Idiopathic pulmonary arterial hypertension is a rare and life-shortening condition often diagnosed at an advanced stage. Despite increased awareness, the delay to diagnosis remains unchanged. This study explores whether a predictive model based on healthcare resource utilisation can be used to screen large populations to identify patients at high risk of idiopathic pulmonary arterial hypertension. Hospital Episode Statistics from the National Health Service in England, providing close to full national coverage, were used as a measure of healthcare resource utilisation. Data for patients with idiopathic pulmonary arterial hypertension from the National Pulmonary Hypertension Service in Sheffield were linked to pre-diagnosis Hospital Episode Statistics records. A non-idiopathic pulmonary arterial hypertension control cohort was selected from the Hospital Episode Statistics population. Patient history was limited to ≤5 years pre-diagnosis. Information on demographics, timing/frequency of diagnoses, medical specialities visited and procedures undertaken was captured. For modelling, a bagged gradient boosting trees algorithm was used to discriminate between cohorts. Between 2008 and 2016, 709 patients with idiopathic pulmonary arterial hypertension were identified and compared with a stratified cohort of 2,812,458 patients classified as non-idiopathic pulmonary arterial hypertension with ≥1 ICD-10 coded diagnosis of relevance to idiopathic pulmonary arterial hypertension. A predictive model was developed and validated using cross-validation. The timing and frequency of the clinical speciality seen, secondary diagnoses and age were key variables driving the algorithm's performance. To identify the 100 patients at highest risk of idiopathic pulmonary arterial hypertension, 969 patients would need to be screened with a specificity of 99.99% and sensitivity of 14.10% based on a prevalence of 5.5/million. The positive predictive and negative predictive values were 10.32% and 99.99%, respectively. This study highlights the potential application of artificial intelligence to readily available real-world data to screen for rare diseases such as idiopathic pulmonary arterial hypertension. This algorithm could provide low-cost screening at a population level, facilitating earlier diagnosis, improved diagnostic rates and patient outcomes. Studies to further validate this approach are warranted.
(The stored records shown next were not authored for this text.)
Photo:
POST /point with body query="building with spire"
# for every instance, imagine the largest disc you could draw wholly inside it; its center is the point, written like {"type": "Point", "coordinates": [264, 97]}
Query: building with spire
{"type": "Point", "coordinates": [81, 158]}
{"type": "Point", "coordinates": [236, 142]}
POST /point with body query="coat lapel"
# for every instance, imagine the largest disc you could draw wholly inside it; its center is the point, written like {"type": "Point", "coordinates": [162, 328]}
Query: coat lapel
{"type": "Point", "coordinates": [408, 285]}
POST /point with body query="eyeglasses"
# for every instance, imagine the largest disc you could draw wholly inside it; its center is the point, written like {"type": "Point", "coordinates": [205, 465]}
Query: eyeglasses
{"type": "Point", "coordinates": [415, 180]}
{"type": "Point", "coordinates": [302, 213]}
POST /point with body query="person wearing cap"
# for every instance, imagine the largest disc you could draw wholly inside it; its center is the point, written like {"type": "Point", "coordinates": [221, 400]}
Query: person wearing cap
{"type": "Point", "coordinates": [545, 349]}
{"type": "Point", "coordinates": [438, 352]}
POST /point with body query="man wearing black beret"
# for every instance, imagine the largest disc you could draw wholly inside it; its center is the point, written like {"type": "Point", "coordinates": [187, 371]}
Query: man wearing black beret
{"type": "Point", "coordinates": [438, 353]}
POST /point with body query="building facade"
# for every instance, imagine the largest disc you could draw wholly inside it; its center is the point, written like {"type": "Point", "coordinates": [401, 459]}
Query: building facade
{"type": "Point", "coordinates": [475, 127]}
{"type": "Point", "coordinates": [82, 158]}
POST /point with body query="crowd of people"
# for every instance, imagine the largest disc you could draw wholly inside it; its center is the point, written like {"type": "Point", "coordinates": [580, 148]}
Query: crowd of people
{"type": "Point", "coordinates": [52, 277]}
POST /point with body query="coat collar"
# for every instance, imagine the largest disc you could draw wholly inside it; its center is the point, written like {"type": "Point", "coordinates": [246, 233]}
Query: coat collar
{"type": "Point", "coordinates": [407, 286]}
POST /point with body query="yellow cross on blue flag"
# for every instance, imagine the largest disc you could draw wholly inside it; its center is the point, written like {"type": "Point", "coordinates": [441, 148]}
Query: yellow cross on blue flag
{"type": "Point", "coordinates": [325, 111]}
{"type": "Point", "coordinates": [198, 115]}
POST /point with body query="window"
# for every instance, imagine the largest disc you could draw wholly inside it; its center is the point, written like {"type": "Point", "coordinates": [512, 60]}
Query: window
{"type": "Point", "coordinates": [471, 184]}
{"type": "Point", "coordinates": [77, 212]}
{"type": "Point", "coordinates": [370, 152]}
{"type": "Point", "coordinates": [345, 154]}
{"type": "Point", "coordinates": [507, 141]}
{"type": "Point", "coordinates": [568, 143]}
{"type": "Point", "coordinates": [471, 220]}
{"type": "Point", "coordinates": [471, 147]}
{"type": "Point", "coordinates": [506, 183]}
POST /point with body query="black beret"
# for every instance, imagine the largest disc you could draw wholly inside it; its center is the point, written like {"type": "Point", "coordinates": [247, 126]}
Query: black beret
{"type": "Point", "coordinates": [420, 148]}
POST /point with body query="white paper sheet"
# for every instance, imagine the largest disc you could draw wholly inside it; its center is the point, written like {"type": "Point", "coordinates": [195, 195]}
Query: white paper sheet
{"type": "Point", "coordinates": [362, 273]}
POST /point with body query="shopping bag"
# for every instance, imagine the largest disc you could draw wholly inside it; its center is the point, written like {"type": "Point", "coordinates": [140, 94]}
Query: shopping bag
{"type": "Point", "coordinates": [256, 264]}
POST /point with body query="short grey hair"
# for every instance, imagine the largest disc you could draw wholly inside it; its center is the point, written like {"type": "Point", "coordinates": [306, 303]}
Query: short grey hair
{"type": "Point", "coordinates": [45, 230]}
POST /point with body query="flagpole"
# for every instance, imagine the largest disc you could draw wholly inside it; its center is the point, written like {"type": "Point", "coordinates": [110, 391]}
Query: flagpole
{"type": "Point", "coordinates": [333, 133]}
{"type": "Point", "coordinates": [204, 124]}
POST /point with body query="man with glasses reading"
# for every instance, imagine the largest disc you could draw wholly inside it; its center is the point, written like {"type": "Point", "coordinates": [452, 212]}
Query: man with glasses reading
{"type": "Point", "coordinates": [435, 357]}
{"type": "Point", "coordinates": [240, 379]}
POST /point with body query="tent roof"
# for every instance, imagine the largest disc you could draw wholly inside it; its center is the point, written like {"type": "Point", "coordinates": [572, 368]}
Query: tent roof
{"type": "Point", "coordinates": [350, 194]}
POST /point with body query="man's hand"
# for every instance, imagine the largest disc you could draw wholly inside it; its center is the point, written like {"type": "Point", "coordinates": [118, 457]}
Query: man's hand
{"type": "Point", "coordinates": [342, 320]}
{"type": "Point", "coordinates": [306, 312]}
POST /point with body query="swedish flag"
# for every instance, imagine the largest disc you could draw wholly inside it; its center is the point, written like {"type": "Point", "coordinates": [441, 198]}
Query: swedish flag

特发性肺动脉高压是一种罕见且会缩短寿命的疾病,通常在晚期才被诊断出来。尽管人们的认识有所提高,但诊断延迟情况仍未改变。本研究探讨基于医疗资源利用情况的预测模型是否可用于筛查大量人群,以识别特发性肺动脉高压的高危患者。来自英国国民医疗服务体系的医院事件统计数据提供了近乎全国范围的覆盖,被用作衡量医疗资源利用情况的指标。谢菲尔德国家肺动脉高压服务中心的特发性肺动脉高压患者数据与诊断前的医院事件统计记录相关联。从医院事件统计人群中选取了非特发性肺动脉高压对照队列。患者病史限于诊断前≤5年。收集了有关人口统计学、诊断时间/频率、就诊科室和所进行的检查的信息。为进行建模,使用袋装梯度提升树算法区分队列。在2008年至2016年期间,识别出709例特发性肺动脉高压患者,并与2812458例分类为非特发性肺动脉高压且有≥1个与特发性肺动脉高压相关的ICD - 10编码诊断的分层队列患者进行比较。使用交叉验证开发并验证了一个预测模型。就诊临床科室的时间和频率、二级诊断和年龄是驱动该算法性能的关键变量。要识别出特发性肺动脉高压风险最高的100名患者,基于每百万5.5的患病率,需要对969名患者进行筛查,特异性为99.99%,敏感性为14.10%。阳性预测值和阴性预测值分别为10.32%和99.99%。本研究强调了人工智能在现成的真实世界数据中筛查特发性肺动脉高压等罕见疾病的潜在应用。该算法可在人群层面提供低成本筛查,有助于早期诊断、提高诊断率和改善患者预后。有必要开展进一步验证这种方法的研究。